Los Miserables

Autor: Víctor Hugo

Quinta Parte: Jean Valjean

Libro tercero

El barro, piero el alma

Cap IX : Marius le parece muerto a alguien que entiende del asunto.

Dejó despacio a Marius en la orilla.

¡Estaban fuera!

Había dejado atrás los miasmas, la oscuridad, el horror. Lo inundaban el aire sano, puro, vivo, alegre, respirado con libertad. Por doquier, en torno, el silencio; pero el silencio adorable del sol que se ha puesto en el azul del cielo. Había llegado el crepúsculo; se acercaba la noche, la gran liberadora, la amiga de todos los que necesitan un manto de sombra para salir de una angustia. Se brindaba el cielo por todas partes como una gigantesca serenidad. El río le llegaba hasta los pies con un ruido de beso. Se oía el diálogo aéreo de los nidos que se daban las buenas noches en los olmos de Les Champs-Élysées. Unas cuantas estrellas salpicaban con luz débil el azul pálido del cenit y, sólo visibles para la ensoñación, lanzaban en la inmensidad fulgures menudos e imperceptibles. La noche desplegaba por encima de la cabeza de Jean Valjean todas las dulzuras del infinito.

Era esa hora indecisa y exquisita que no dice ni que sí ni que no. Había ya bastante oscuridad para poder perderse en ella a cierta distancia y bastante luz aún para que pudieran reconocerlo a uno de cerca.

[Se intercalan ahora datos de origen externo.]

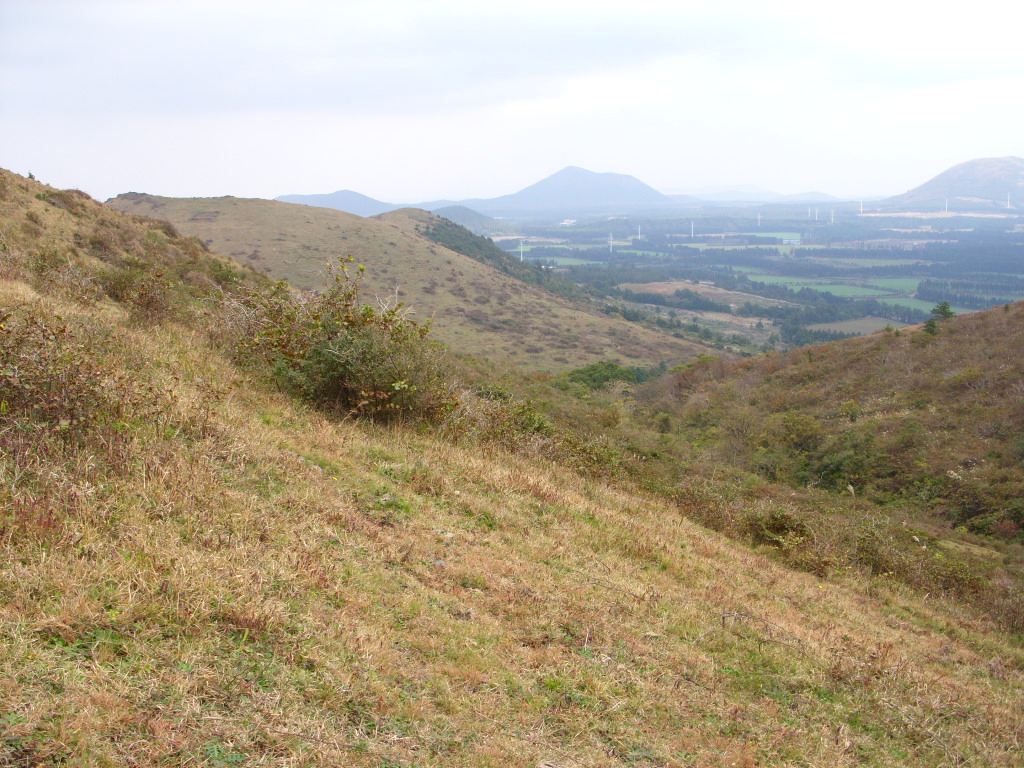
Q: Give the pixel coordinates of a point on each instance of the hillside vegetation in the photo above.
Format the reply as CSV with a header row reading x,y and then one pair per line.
x,y
928,416
472,306
205,559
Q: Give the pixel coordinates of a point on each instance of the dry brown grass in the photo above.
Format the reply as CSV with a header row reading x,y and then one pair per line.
x,y
238,580
258,585
473,308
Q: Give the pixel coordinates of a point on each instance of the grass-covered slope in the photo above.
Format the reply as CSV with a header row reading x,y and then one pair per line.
x,y
473,307
200,568
929,416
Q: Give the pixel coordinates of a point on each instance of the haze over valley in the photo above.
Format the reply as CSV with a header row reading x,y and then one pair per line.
x,y
706,450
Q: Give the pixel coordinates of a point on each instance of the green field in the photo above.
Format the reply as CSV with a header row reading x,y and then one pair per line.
x,y
902,285
562,260
863,262
839,289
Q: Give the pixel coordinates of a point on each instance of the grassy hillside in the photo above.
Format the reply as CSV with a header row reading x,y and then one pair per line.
x,y
203,564
928,416
473,307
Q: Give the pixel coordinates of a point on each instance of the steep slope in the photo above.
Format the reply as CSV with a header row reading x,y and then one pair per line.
x,y
926,416
198,569
983,183
473,308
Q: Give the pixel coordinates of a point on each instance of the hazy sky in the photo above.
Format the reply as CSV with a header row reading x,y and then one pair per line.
x,y
408,101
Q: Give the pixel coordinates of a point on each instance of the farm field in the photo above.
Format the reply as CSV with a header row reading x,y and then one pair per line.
x,y
901,285
925,306
821,284
859,262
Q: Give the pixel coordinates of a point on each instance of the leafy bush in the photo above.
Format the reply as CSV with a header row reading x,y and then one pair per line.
x,y
51,380
342,354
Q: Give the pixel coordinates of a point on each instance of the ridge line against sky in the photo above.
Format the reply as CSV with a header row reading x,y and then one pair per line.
x,y
413,101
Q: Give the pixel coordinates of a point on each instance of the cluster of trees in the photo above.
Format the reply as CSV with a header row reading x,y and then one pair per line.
x,y
978,293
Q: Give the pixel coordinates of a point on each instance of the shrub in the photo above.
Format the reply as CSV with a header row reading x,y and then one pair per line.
x,y
342,354
50,380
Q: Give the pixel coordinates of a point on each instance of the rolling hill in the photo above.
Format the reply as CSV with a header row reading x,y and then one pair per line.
x,y
472,307
202,566
928,417
343,200
981,184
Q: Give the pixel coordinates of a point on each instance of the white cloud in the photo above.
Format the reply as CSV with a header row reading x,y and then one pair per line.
x,y
412,100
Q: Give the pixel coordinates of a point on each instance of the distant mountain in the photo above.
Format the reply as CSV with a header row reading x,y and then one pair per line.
x,y
570,192
980,183
343,200
576,190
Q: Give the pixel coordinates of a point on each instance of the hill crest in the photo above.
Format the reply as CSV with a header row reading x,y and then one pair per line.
x,y
985,182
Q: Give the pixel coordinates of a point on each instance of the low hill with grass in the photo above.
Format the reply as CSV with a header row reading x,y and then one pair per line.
x,y
472,307
246,525
927,416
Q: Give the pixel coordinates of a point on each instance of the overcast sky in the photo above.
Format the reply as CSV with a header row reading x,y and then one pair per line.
x,y
409,101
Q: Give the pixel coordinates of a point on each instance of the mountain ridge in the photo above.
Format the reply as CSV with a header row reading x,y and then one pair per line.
x,y
982,182
202,565
473,306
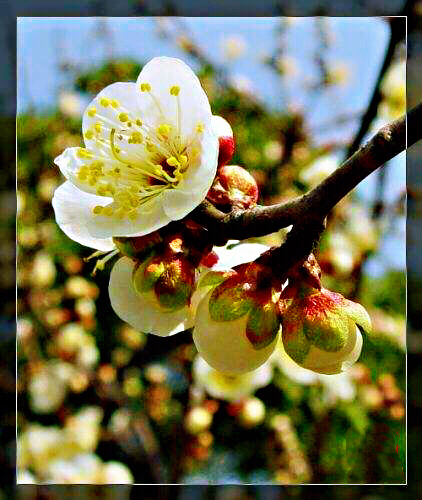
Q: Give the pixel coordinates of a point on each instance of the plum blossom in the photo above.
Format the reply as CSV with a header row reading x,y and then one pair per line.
x,y
150,157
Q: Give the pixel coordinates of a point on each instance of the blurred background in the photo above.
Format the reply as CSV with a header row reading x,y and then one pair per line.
x,y
99,402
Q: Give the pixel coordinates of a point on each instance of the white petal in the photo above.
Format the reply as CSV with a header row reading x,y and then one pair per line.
x,y
230,256
140,312
72,208
151,217
69,163
162,73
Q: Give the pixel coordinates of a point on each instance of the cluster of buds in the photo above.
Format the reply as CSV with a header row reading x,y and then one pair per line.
x,y
321,330
237,322
162,270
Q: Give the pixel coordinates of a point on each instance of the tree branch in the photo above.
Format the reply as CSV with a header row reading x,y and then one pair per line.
x,y
317,203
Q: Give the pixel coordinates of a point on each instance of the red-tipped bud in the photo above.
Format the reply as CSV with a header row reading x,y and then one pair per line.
x,y
176,284
226,150
236,323
320,331
233,187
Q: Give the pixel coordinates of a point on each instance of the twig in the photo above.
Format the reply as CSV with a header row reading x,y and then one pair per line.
x,y
398,32
259,221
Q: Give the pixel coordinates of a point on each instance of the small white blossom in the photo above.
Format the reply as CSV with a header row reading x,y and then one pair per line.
x,y
230,387
150,157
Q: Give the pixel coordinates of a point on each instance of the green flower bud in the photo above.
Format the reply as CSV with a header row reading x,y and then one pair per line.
x,y
320,331
236,323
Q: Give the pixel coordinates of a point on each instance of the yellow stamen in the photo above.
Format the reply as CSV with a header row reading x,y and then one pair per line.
x,y
145,87
84,153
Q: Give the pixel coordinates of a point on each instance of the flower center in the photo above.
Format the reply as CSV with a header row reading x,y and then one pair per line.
x,y
147,159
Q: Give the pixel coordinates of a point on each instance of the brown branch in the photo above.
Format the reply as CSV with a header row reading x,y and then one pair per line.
x,y
316,204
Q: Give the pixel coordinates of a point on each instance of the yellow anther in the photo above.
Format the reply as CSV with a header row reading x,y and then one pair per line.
x,y
107,211
145,87
83,153
163,129
135,138
172,161
82,176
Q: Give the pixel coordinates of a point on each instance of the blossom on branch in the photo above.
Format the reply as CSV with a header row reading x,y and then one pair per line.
x,y
321,330
150,157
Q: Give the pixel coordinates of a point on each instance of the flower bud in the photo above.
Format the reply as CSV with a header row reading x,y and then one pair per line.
x,y
233,187
236,323
252,413
172,280
138,246
320,331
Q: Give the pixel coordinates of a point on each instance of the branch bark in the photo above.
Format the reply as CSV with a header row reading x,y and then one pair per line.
x,y
388,142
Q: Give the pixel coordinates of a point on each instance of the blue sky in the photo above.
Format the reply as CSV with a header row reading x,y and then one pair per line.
x,y
357,43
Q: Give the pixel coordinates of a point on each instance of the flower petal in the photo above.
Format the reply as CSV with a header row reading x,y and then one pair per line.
x,y
235,253
221,127
72,159
162,73
139,310
151,217
72,208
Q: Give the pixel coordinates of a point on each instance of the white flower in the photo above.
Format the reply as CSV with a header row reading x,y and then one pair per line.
x,y
143,311
150,157
230,387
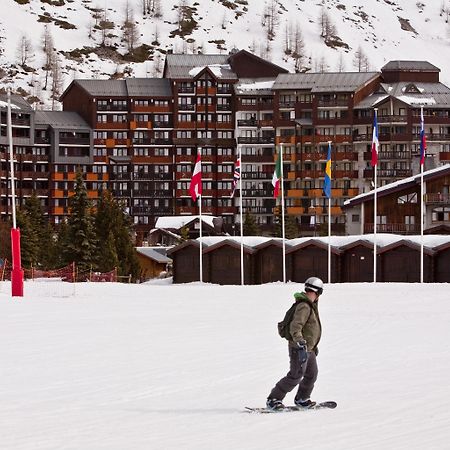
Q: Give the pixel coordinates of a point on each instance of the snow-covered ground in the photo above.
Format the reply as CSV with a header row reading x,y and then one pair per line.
x,y
114,366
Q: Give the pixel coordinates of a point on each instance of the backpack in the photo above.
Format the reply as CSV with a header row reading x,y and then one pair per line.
x,y
284,325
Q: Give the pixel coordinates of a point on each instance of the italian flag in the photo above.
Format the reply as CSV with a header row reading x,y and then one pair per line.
x,y
277,177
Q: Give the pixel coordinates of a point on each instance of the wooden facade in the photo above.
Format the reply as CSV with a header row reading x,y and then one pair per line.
x,y
353,262
267,260
400,262
357,262
442,264
223,263
310,259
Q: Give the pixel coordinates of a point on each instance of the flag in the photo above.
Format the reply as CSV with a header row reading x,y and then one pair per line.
x,y
375,142
423,140
327,182
276,177
236,175
195,188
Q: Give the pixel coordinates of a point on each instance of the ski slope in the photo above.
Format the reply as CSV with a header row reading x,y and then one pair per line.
x,y
138,367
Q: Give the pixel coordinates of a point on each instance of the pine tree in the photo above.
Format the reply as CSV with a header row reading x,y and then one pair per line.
x,y
81,242
291,228
105,223
29,242
113,230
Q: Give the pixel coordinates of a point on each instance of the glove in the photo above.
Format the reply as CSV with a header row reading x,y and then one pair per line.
x,y
302,351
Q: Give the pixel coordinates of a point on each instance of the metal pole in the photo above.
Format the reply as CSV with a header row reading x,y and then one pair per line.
x,y
11,160
421,203
375,214
282,214
241,217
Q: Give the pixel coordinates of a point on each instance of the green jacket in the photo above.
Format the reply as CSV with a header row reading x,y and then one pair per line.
x,y
306,322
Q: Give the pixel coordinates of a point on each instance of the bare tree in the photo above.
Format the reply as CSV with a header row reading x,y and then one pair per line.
x,y
57,81
298,52
130,29
270,18
105,25
152,8
341,63
47,46
361,61
24,50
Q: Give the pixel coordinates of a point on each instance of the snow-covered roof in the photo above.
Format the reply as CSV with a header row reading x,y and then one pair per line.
x,y
177,222
387,188
156,254
381,239
250,86
216,69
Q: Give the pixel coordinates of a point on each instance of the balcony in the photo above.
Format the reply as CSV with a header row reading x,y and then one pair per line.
x,y
257,175
162,124
332,103
398,228
437,199
256,140
392,119
346,156
388,173
345,174
186,107
247,123
186,89
74,140
286,105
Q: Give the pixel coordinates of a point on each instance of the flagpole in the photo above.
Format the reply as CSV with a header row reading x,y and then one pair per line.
x,y
375,203
201,249
282,215
329,226
422,154
17,271
241,219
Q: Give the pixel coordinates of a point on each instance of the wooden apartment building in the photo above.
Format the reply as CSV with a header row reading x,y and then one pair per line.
x,y
139,138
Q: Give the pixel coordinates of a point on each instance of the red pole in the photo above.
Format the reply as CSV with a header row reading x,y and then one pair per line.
x,y
17,271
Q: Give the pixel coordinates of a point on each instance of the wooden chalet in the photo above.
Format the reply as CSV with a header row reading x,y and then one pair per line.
x,y
398,205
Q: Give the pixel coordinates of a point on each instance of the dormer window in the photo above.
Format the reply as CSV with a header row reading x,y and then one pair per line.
x,y
411,89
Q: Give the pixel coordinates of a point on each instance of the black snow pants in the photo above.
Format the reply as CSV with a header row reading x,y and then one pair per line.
x,y
304,375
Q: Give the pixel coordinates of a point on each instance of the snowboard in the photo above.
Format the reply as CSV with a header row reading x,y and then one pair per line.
x,y
289,408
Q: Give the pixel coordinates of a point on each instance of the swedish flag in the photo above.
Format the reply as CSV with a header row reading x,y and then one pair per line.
x,y
327,183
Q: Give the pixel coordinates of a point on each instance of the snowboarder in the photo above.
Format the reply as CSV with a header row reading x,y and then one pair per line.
x,y
305,330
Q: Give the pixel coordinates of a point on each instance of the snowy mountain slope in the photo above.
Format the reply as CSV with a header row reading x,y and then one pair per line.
x,y
382,29
119,366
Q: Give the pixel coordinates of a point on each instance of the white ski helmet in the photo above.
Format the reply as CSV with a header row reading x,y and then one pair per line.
x,y
314,284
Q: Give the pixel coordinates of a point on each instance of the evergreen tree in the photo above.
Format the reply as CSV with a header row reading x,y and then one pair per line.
x,y
29,241
291,228
251,227
81,243
113,229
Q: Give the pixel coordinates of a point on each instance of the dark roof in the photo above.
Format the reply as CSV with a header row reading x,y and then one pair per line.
x,y
398,185
61,119
409,66
17,102
148,87
181,66
158,255
129,87
414,94
324,82
103,88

Jean Valjean se quedó unos segundos irresistiblemente vencido ante toda aquella serenidad augusta y acariciadora; hay minutos de olvido así; el sufrimiento renuncia a acosar al mísero; todo se eclipsa en el pensamiento; la paz arropa al meditabundo como una oscuridad nocturna; y, bajo el crepúsculo radiante e imitando al cielo que se ilumina, el alma se llena de estrellas. Jean Valjean no pudo por menos de contemplar aquella anchurosa sombra clara que había por encima de él; pensativo, tomaba en el majestuoso silencio del cielo eterno un baño de éxtasis y de oración. Luego, impulsivamente, como si le volviera el sentimiento de un deber, se inclinó hacia Marius y, cogiendo agua en la mano a medio cerrar, le echó con suavidad unas cuantas gotas en la cara. Los párpados de Marius no se alzaron; pero la boca entreabierta respiraba.

Jean Valjean iba a meter otra vez la mano en el río cuando, de pronto, notó un impreciso apuro, como cuando, sin verlo, tenemos a alguien detrás.

Ya hemos explicado en otro lugar cómo es esa impresión, que todo el mundo conoce.

Se dio la vuelta.

Y, como en aquella ocasión, tenía efectivamente a alguien detrás.

Un hombre de elevada estatura, envuelto en una larga levita, con los brazos cruzados y que llevaba en el puño derecho y a la vista una porra con una bola de plomo, estaba, de pie a pocos pasos, detrás de Jean Valjean en cuclillas junto a Marius.

Era algo así como una aparición colaboradora de la sombra. A un hombre sencillo lo habría asustado el crepúsculo; y a un hombre que se pensara las cosas, la porra.